Jenny Higgins, a professor and director of the Collaborative for Reproductive Equity at the University of Wisconsin-Madison, says it’s more difficult to get an abortion in Wisconsin than it is in many other states.

“We have gone from a supportive state to a hostile state in a relatively short period of time,” she said.

In 2015, former Republican Gov. Scott Walker signed a high-profile law banning most abortions after 20 weeks of gestation.

Higgins also cited the state’s 24-hour waiting period and requirements for medication abortions as barriers to the procedure, and noted there are only a few abortion clinics in the state, which means many patients have to travel several hours to undergo a surgical abortion.

“There are a variety of restrictions that work synergistically to make it difficult for people to both travel to and afford services,” she said.

In 1973, the U.S. Supreme Court ruled in Roe v. Wade that pregnant people have a constitutional right to an abortion within the first two trimesters, when a fetus is unable to survive outside the womb, or about 23 or 24 weeks gestation.

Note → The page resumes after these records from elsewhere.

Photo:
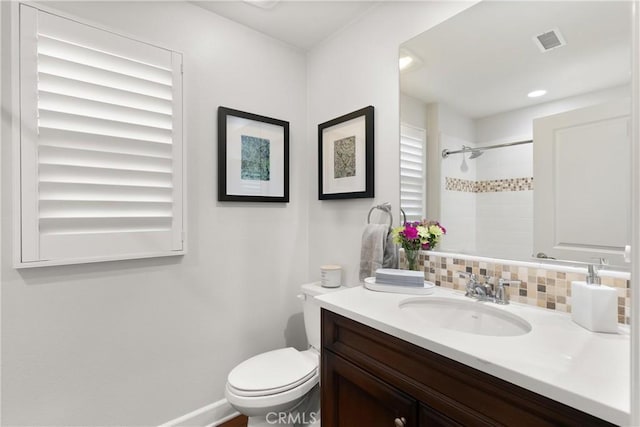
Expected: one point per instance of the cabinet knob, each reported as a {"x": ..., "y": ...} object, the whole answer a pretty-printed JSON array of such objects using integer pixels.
[{"x": 400, "y": 422}]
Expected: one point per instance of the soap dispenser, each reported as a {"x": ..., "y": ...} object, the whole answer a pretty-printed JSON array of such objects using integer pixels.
[{"x": 594, "y": 306}]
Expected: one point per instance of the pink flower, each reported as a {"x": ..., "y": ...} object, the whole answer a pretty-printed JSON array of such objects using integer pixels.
[{"x": 410, "y": 232}]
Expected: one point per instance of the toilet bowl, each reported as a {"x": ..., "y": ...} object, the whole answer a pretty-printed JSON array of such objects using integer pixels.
[{"x": 279, "y": 387}]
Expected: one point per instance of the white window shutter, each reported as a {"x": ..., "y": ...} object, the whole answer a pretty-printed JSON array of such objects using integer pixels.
[
  {"x": 101, "y": 144},
  {"x": 412, "y": 172}
]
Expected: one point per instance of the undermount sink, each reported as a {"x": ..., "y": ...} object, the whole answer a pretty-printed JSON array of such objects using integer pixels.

Recent reports on a leaked draft opinion from the court indicate that decision may be overturned this year. If that happens, a 173-year-old abortion ban in Wisconsin would go back into effect. Wisconsin Attorney General Josh Kaul has said he will not enforce the ban, though local law enforcement officials could choose to do so.

Since the court’s draft opinion was leaked, protests and debates over abortion rights have spread in Wisconsin. The issue is expected to be a high-profile one in the 2022 midterm elections. Many Wisconsin politicians, including candidates for governor and U.S. Senate, have already weighed in.